All that just made it an enticing recipe for the Friars’ annual preseason extramural scrimmage. The old practice of facing a Provincial Women’s League team was clearly not giving them the launch pad they needed to ignite their NCAA run, hence the drastic change in select Canadian invitee of the year.
 
“McGill’s a very good team, and if you did the research on our record against them, it’s a much different team than they’ve ever had before,” said Friars’ skipper Bob Deraney. “They’ve got a terrific coaching staff that’s attracted a lot of great players. That was a really good test for us and that was the idea. I wanted to see what our weaknesses were.
 
“I think it told us a lot and now we’ve got some concrete things to work on. I know we can play a lot better, but we had some spurts where we played really well and executed the way we wanted to.”
 
To start, those spurts came primarily in the form of sophomore stopper Genevieve Lacasse playing as if she had never been on break. She thwarted all of 15 McGill stabs to retain a scoreless knot through the opening frame.
 
Later on, the Friars’ strike force –which charged up 25 shots on net between 12 individual skaters- perked up to sculpt a 3-0 edge, starting with junior Alyse Ruff’s backdoor connection at 6:46 of the second.

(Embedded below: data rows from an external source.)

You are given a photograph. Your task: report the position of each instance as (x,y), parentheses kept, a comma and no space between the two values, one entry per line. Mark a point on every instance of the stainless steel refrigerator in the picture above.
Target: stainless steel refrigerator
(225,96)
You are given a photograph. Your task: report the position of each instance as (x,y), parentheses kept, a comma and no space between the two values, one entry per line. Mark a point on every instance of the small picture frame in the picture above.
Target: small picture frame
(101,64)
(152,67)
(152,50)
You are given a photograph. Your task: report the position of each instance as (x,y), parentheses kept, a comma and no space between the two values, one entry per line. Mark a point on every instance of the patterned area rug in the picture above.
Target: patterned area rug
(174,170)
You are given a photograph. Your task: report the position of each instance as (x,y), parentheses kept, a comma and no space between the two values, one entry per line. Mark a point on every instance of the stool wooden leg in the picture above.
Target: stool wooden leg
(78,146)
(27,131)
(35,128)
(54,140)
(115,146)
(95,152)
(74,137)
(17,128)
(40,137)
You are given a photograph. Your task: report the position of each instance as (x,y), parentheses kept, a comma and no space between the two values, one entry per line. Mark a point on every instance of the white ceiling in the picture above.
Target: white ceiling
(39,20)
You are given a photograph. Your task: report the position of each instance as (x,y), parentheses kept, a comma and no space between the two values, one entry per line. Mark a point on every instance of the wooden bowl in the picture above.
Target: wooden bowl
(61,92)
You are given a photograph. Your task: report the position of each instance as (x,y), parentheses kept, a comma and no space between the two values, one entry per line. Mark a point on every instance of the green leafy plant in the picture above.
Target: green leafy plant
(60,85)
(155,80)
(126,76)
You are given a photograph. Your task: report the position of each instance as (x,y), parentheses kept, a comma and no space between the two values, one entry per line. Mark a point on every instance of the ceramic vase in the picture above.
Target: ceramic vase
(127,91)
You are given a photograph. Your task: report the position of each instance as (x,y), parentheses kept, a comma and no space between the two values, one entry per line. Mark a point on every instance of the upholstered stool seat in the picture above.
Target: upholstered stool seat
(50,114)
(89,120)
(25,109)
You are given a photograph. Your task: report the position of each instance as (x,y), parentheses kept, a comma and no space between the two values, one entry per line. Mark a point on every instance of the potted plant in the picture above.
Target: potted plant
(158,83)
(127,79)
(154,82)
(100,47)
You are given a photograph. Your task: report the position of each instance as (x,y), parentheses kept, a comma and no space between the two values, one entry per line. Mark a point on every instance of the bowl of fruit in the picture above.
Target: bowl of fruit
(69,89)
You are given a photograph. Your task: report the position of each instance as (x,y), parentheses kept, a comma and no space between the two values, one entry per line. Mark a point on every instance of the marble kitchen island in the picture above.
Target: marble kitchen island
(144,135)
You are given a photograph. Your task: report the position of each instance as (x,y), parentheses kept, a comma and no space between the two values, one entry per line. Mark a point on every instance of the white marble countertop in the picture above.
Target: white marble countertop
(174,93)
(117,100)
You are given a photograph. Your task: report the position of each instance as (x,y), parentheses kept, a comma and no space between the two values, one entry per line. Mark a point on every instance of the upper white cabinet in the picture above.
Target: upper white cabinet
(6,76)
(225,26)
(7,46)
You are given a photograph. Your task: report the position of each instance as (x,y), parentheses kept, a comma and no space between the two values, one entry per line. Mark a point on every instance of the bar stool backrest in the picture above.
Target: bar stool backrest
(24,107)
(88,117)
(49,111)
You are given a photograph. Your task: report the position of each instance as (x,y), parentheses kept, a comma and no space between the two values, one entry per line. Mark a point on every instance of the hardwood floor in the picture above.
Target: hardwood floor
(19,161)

Within another 10 minutes, returning top gun Laura Veharanta (two goals, three points total on the night) and O’Neill augmented the edge. And Cottrell, last year’s established resident playmaker, was also on her normal par with two helpers.
 
But in a subsequent hurry, a short supply of bodies and patience prevailed. PC had a grand total of four skaters –Kate Bacon, Jackie Duncan, Abby Gauthier, Emily Groth, and Jessie Vella- all watching from the stands as they recuperate from offseason afflictions, reducing the line chart to only three forward lines.
 
As the score devolved from a 3-1 lead to a 6-3 deficit within the first dozen minutes of the third period, the frayed Friars paid four consecutive trips to the penalty box and authorized three power play goals.
 
“It’s a big factor, especially at this time of year,” said Deraney of the short bench. “But you have what you have, you get out there, and I think it adds to our conditioning, our mental toughness, and stamina. You’ve got to learn how to play when you’re fatigued.”
 
Meanwhile, backup goaltender Christina England had a forgettable return to game action –her first lick of it since the preseason exhibition of two seasons ago. Deployed in relief of Lacasse to commence the third, her transcript for the night would ultimately read 9:27 worth of playing time, four saves, four goals-against, and unwelcome credit for the loss.
 
By the time Ann-Sophie Bettez snuck in her second strike and fourth point on the night for a 5-3 difference, a conspicuously disconcerted England was reassigned to the pine.
 
But this was, after all, just a puck-based PSAT for everybody concerned. Record-wise, it will all stick like a fallen snowflake in above-freezing temperatures.
 
“Believe me, I’m not very happy with the result, but I’m proud of the effort,” Deraney concluded.